Accordingly, Sicily was crowded
with slaves, employed to grow corn for the great landed proprietors,
whether Sicilian or Italian, and so ill-fed by their masters that
they soon began to provide for themselves by robbery. The poorer
Sicilians were the sufferers from this evil; and as the masters were
well content that their slaves should be maintained at the expense of
others, they were at no pains to restrain their outrages. Thus,
although nominally at peace, though full of wealthy proprietors, and
though exporting corn largely every year, yet Sicily was teeming with
evils, which, seventy or eighty years after, broke out in the
horrible atrocities of the Servile War." [2]

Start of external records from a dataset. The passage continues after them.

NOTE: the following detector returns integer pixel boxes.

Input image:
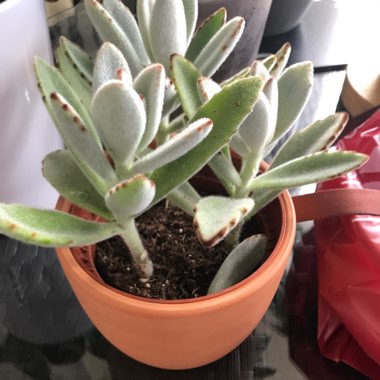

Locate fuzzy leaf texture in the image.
[182,0,198,47]
[103,0,150,66]
[186,8,227,61]
[207,235,267,294]
[239,93,275,154]
[50,93,117,194]
[171,55,202,119]
[0,204,121,247]
[131,118,212,173]
[92,42,132,94]
[42,150,113,220]
[149,0,187,73]
[197,77,222,103]
[92,80,146,170]
[136,0,155,62]
[271,113,348,169]
[249,151,368,192]
[151,77,262,203]
[133,63,165,151]
[194,196,254,247]
[34,57,101,147]
[208,152,241,186]
[272,62,313,143]
[194,17,245,77]
[269,42,292,78]
[84,0,150,76]
[105,174,155,225]
[55,37,94,111]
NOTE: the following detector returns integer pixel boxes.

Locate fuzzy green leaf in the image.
[207,235,267,294]
[50,93,117,194]
[261,54,277,71]
[171,55,202,119]
[136,0,154,61]
[34,57,102,147]
[0,204,122,247]
[105,174,155,225]
[92,42,133,94]
[55,37,94,111]
[209,152,241,186]
[194,196,254,247]
[133,63,165,151]
[131,118,212,173]
[103,0,150,66]
[162,77,180,116]
[42,150,113,220]
[197,77,222,103]
[239,94,275,154]
[221,67,251,87]
[250,61,271,83]
[249,151,368,192]
[194,17,245,77]
[271,113,348,169]
[186,8,227,61]
[92,80,146,169]
[270,42,292,78]
[166,182,201,216]
[230,134,251,158]
[84,0,146,76]
[272,62,313,142]
[151,77,262,203]
[149,0,187,74]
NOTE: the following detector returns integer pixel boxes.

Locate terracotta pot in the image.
[57,177,296,369]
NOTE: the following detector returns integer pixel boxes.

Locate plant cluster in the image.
[0,0,366,292]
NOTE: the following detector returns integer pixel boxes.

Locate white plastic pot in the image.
[0,0,62,207]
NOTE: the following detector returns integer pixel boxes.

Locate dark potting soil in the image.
[95,203,266,300]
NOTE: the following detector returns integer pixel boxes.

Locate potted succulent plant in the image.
[0,0,366,369]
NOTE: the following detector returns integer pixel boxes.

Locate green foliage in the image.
[0,0,366,293]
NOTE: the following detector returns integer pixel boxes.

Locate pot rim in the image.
[56,190,296,318]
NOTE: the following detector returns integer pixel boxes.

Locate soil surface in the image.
[95,203,236,300]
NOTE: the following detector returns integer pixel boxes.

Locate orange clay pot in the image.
[57,177,296,369]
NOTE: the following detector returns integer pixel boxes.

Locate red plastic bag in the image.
[315,111,380,379]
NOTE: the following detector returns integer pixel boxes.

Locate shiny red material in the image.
[315,111,380,379]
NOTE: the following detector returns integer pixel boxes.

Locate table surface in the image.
[0,0,374,380]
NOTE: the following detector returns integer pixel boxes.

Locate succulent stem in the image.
[120,218,153,281]
[234,152,260,198]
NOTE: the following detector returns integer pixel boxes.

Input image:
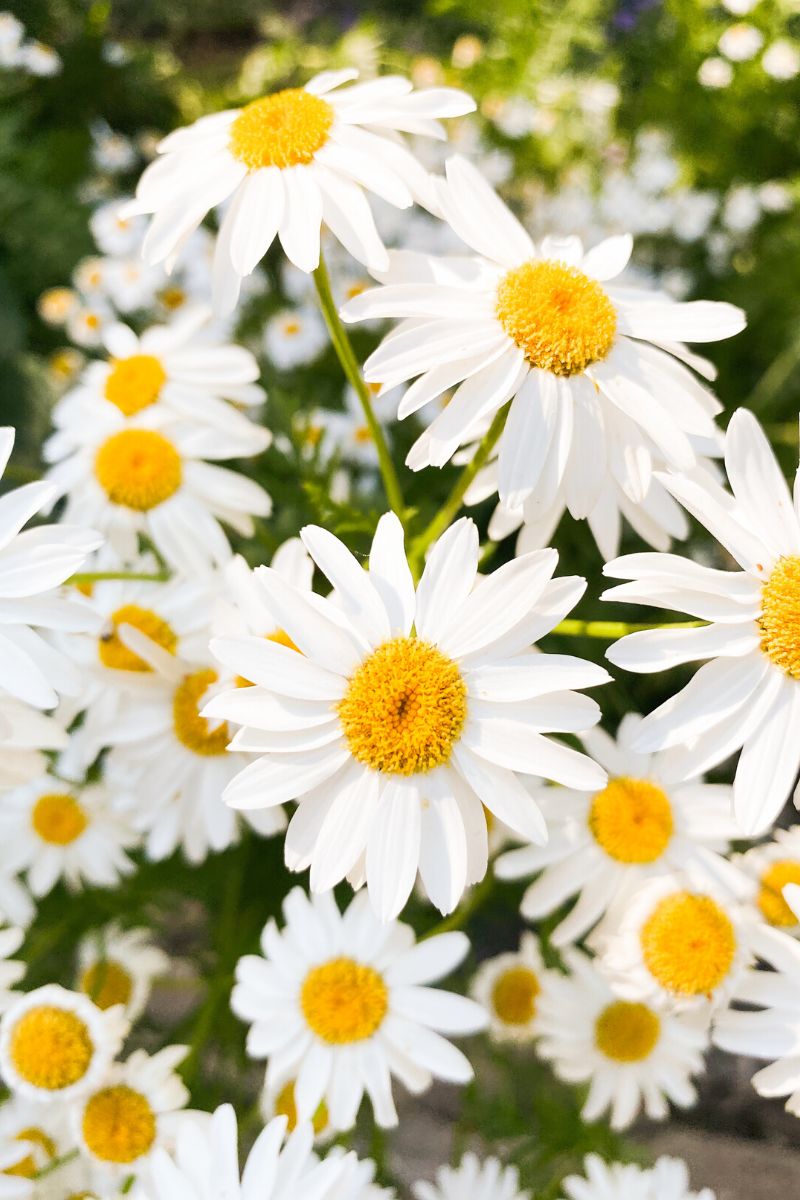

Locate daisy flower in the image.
[230,888,486,1129]
[44,402,271,577]
[125,70,475,308]
[76,924,169,1021]
[411,1153,530,1200]
[342,156,745,516]
[0,427,103,710]
[72,1045,188,1175]
[536,949,709,1129]
[494,714,748,946]
[149,1104,354,1200]
[603,409,800,835]
[595,875,759,1013]
[714,883,800,1116]
[0,775,139,898]
[469,932,545,1042]
[204,514,608,920]
[0,984,128,1103]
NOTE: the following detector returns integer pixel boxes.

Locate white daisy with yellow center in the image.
[536,949,709,1129]
[125,70,475,308]
[230,888,487,1129]
[76,924,169,1021]
[0,427,103,710]
[469,932,546,1042]
[0,775,140,898]
[494,714,750,946]
[342,156,745,516]
[0,984,128,1103]
[603,409,800,835]
[204,514,608,920]
[46,403,271,577]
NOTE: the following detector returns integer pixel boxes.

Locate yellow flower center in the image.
[589,776,674,863]
[31,792,89,846]
[758,858,800,926]
[106,354,167,416]
[230,88,333,170]
[97,604,178,671]
[95,430,184,512]
[83,1084,156,1163]
[338,637,467,775]
[495,259,616,376]
[492,966,542,1025]
[10,1004,95,1092]
[173,667,230,757]
[595,1000,661,1062]
[640,892,736,996]
[78,959,133,1009]
[300,958,389,1045]
[275,1080,329,1135]
[758,554,800,679]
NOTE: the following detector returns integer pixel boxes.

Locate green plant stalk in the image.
[313,252,405,521]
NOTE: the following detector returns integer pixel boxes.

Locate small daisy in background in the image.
[230,888,487,1130]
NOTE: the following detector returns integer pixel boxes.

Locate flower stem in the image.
[313,253,405,521]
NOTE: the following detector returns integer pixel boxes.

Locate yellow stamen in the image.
[640,892,736,996]
[595,1000,661,1062]
[758,554,800,679]
[589,776,674,863]
[95,430,184,512]
[83,1084,156,1163]
[230,88,333,170]
[106,354,167,416]
[300,958,389,1045]
[495,260,616,376]
[338,637,467,775]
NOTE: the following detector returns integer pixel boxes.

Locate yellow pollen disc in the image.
[492,967,542,1025]
[495,260,616,376]
[95,430,184,512]
[173,668,230,757]
[230,88,333,170]
[589,776,675,864]
[758,858,800,926]
[31,792,89,846]
[640,892,736,996]
[758,554,800,679]
[97,604,178,671]
[10,1004,95,1092]
[83,1084,156,1163]
[78,959,133,1009]
[300,958,389,1045]
[275,1080,329,1134]
[338,637,467,775]
[595,1000,661,1062]
[106,354,167,416]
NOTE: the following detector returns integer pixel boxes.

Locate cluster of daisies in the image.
[0,63,800,1200]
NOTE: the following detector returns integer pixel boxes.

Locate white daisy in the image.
[342,156,745,516]
[469,932,546,1042]
[71,1045,188,1175]
[411,1153,530,1200]
[0,984,128,1103]
[126,70,475,308]
[230,888,486,1129]
[46,403,271,577]
[494,714,748,946]
[76,924,169,1021]
[0,427,103,708]
[603,409,800,834]
[0,775,139,896]
[536,949,709,1129]
[204,514,608,919]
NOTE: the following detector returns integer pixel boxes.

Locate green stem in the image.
[314,253,405,521]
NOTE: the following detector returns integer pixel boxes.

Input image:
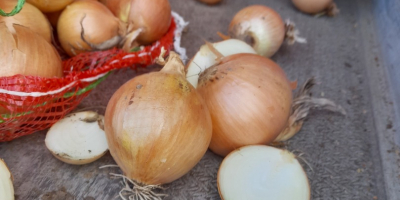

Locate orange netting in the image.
[0,20,176,142]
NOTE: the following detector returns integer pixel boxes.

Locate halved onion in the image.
[45,111,108,165]
[0,158,14,200]
[217,145,311,200]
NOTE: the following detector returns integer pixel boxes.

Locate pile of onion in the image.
[229,5,306,57]
[0,158,14,200]
[104,52,212,198]
[0,0,52,42]
[100,0,172,45]
[217,145,311,200]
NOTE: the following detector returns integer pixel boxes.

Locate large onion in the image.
[104,52,212,185]
[218,145,311,200]
[57,0,122,56]
[0,0,52,42]
[0,23,63,77]
[197,54,292,156]
[26,0,74,13]
[100,0,172,44]
[0,158,14,200]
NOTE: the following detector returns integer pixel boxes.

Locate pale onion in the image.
[0,0,52,42]
[197,53,292,156]
[26,0,74,13]
[100,0,172,44]
[217,145,311,200]
[229,5,306,57]
[45,111,108,165]
[104,52,212,188]
[0,158,14,200]
[186,39,256,88]
[0,23,63,78]
[292,0,339,16]
[57,0,124,56]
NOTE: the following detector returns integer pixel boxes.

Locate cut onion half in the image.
[218,145,311,200]
[186,39,257,88]
[0,158,14,200]
[45,111,108,165]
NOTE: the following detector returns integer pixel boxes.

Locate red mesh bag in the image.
[0,17,176,142]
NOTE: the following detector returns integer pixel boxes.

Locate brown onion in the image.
[57,0,122,56]
[26,0,74,13]
[0,0,52,42]
[104,52,212,185]
[197,54,292,156]
[100,0,172,44]
[292,0,338,16]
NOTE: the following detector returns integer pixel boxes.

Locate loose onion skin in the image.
[0,0,52,42]
[57,0,121,56]
[197,54,292,156]
[26,0,74,13]
[104,52,212,185]
[100,0,172,45]
[229,5,285,57]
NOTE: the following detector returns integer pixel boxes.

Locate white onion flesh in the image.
[218,145,310,200]
[0,158,14,200]
[186,39,257,88]
[45,111,108,165]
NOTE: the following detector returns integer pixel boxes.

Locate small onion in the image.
[197,54,292,156]
[104,52,212,185]
[26,0,74,13]
[45,111,108,165]
[100,0,172,44]
[0,23,63,78]
[0,158,14,200]
[186,39,256,88]
[57,0,122,56]
[292,0,338,16]
[217,145,311,200]
[0,0,52,42]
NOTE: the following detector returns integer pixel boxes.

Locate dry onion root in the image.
[45,111,108,165]
[229,5,306,57]
[274,78,346,142]
[0,158,14,200]
[292,0,339,17]
[104,52,212,199]
[217,145,311,200]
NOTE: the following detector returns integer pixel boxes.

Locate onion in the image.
[0,158,14,200]
[197,54,292,156]
[229,5,305,57]
[45,111,108,165]
[292,0,339,16]
[104,52,212,190]
[217,145,311,200]
[186,39,256,88]
[100,0,172,44]
[26,0,74,13]
[0,0,52,42]
[0,22,63,78]
[57,0,124,56]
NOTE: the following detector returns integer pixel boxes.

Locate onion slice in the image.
[217,145,311,200]
[0,158,14,200]
[45,111,108,165]
[186,39,256,88]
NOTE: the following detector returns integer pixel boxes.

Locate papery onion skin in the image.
[26,0,74,13]
[104,52,212,185]
[197,54,292,156]
[229,5,285,57]
[0,23,63,78]
[100,0,172,45]
[0,0,52,42]
[57,0,120,56]
[292,0,333,14]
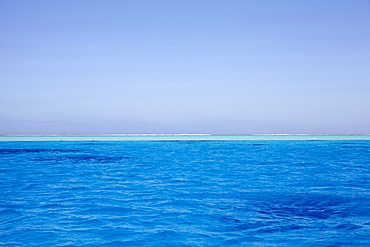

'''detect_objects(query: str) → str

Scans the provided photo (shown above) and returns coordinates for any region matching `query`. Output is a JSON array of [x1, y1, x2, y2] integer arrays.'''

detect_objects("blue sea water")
[[0, 138, 370, 246]]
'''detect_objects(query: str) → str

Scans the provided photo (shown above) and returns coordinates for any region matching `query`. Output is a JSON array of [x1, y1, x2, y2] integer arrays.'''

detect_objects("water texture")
[[0, 140, 370, 246]]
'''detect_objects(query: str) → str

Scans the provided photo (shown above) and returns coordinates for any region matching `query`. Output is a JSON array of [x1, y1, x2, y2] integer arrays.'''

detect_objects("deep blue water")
[[0, 140, 370, 246]]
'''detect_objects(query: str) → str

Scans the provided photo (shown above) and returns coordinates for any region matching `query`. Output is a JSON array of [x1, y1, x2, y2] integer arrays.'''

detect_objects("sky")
[[0, 0, 370, 135]]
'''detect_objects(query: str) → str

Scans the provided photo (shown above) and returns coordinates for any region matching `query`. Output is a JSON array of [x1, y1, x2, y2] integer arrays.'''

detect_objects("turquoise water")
[[0, 134, 370, 141], [0, 136, 370, 246]]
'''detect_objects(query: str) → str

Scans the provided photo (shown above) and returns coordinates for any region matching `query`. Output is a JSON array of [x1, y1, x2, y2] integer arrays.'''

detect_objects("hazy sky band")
[[0, 0, 370, 134]]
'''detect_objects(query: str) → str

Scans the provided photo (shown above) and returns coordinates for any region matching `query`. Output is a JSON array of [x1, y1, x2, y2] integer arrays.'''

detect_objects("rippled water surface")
[[0, 140, 370, 246]]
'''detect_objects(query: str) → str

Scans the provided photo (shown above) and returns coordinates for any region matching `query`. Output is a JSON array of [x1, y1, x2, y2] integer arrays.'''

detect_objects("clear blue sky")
[[0, 0, 370, 134]]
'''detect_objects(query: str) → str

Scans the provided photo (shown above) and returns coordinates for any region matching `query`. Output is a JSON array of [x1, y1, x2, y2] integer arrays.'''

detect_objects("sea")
[[0, 135, 370, 247]]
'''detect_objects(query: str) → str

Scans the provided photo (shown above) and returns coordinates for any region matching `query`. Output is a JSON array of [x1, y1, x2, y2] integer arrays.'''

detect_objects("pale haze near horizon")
[[0, 0, 370, 134]]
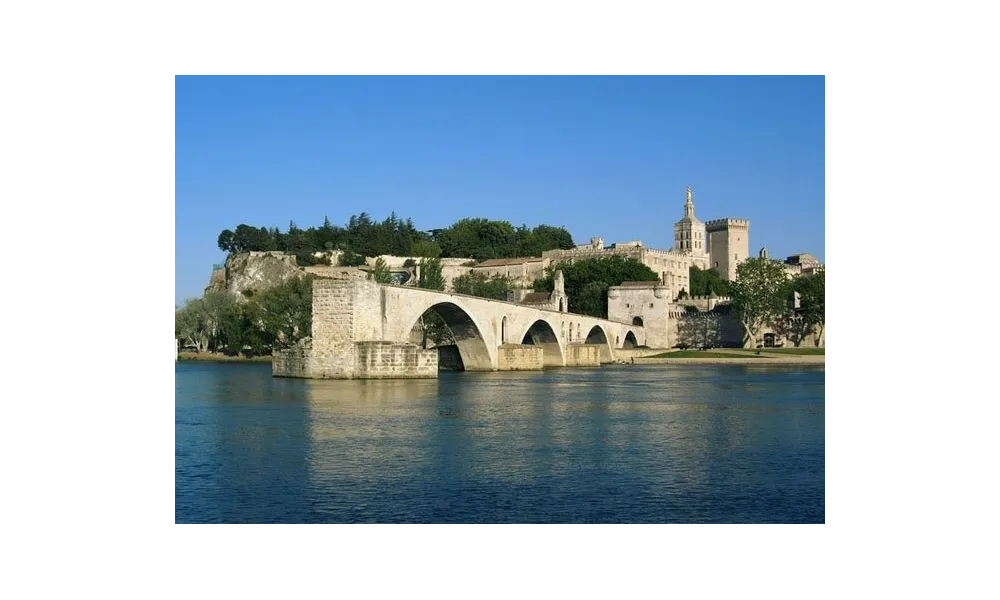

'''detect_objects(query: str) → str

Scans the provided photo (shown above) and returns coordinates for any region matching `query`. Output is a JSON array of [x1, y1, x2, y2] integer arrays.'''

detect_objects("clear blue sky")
[[174, 74, 826, 304]]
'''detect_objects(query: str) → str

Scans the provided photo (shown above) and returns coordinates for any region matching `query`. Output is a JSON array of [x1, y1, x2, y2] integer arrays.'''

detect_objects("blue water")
[[174, 362, 826, 524]]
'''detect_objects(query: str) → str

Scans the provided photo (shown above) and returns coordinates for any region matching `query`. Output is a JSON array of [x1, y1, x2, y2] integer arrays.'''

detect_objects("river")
[[173, 362, 826, 524]]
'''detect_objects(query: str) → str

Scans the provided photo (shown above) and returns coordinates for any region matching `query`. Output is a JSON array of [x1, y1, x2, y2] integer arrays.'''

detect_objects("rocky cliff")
[[205, 252, 305, 299]]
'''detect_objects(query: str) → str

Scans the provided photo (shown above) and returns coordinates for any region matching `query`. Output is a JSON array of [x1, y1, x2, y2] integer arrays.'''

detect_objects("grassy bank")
[[635, 348, 826, 365], [733, 346, 826, 356], [177, 352, 271, 363], [636, 350, 757, 360]]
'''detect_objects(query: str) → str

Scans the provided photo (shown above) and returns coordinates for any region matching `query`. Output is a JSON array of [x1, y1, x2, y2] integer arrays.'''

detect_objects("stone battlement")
[[705, 218, 750, 232]]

[Footnote 2: Arnold, _History of Rome_, Vol. III. pp. 317-318,
London edition.]
The Sicilian Servile War began B.C. 133, only a few years after the
destruction of Carthage and Corinth, and when the military power of
the republic was probably at its height, though military discipline
may have been somewhat relaxed from the old standard. It lasted two
or three years. The chief of the slaves had at one time two hundred
thousand followers, inclusive, probably, of women and children. He
was a Syrian of Apamea, named Eunus, and had been a prophet and
conjurer among the slaves. To his prophecies and tricks he owed his
elevation when the rebellion broke out.